The significance of dermatoglyphic characteristics in the determination of equine phenotypic susceptibility to abnormal repetitive behaviour in the thoroughbred (Equus caballus)
Saturday, October 1, 2011
Background:Relationships have been established between trichoglyphs (whorls) and temperament, laterality and the occurrence of abnormal behaviour in multiple species.

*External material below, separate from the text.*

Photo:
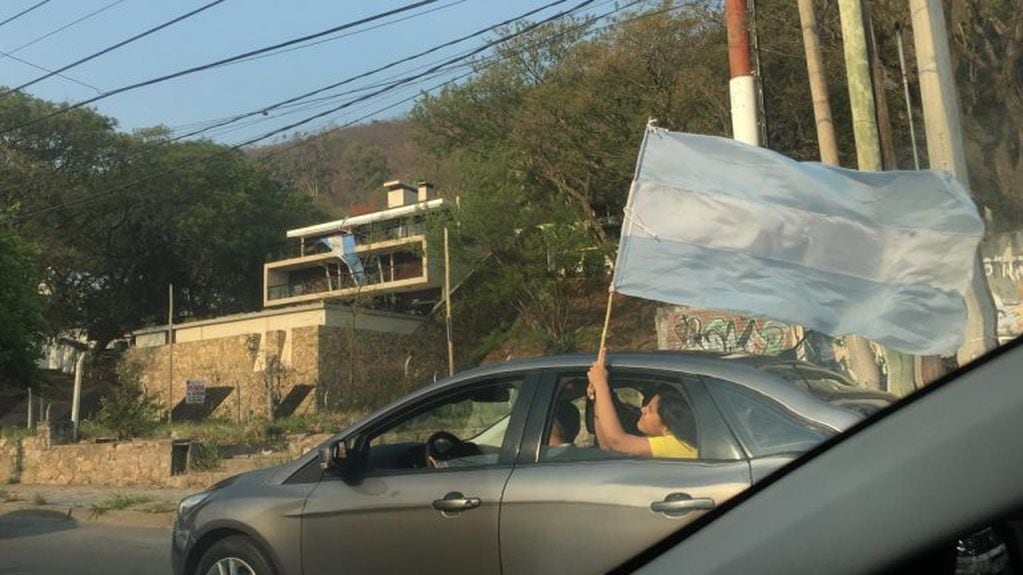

Within the equine industry stereotypic behaviour is considered to impair performance and reduce value in affected individuals, potentially reducing career longevity and compromising welfare through preventing their expression when they occur.Aim:The study aimed to determine whether dermatoglyph profiles (whorl morphology, orientation, number and topography) could be used to predict susceptibility to perform abnormal repetitive behaviours (ARB) in thoroughbred racehorses.Method:Trainer interviews combined with experimenter direct observation were used to ascertain expression of ARBs. Whorls were digitally photographed and overall whorl profiles derived using remote computer analysis.Results:Non-parametric statistical analysis revealed significant relationships between aspects of whorl morphology and performance of ARBs (round epicentre: sum ARBs p<0.05; round gross morphology: sum ARBs p<0.0001), orientation and distribution (abdominal trichoglyph orientation asymmetry: sum ARBs p<0.05; clockwise orientation: sum ARBs p<0.05 and social stereotypies p<0.05).Conclusion:This study indicates that whorls may be viable physical indicators of predisposition to perform ARBs in the thoroughbred. Assessment of dermatoglyph profiles have potential to assist with the improvement of horse welfare via informed management practices if patterns exposed are transferable to other breeds and can reliably predict individuals with a propensity to develop ARBs.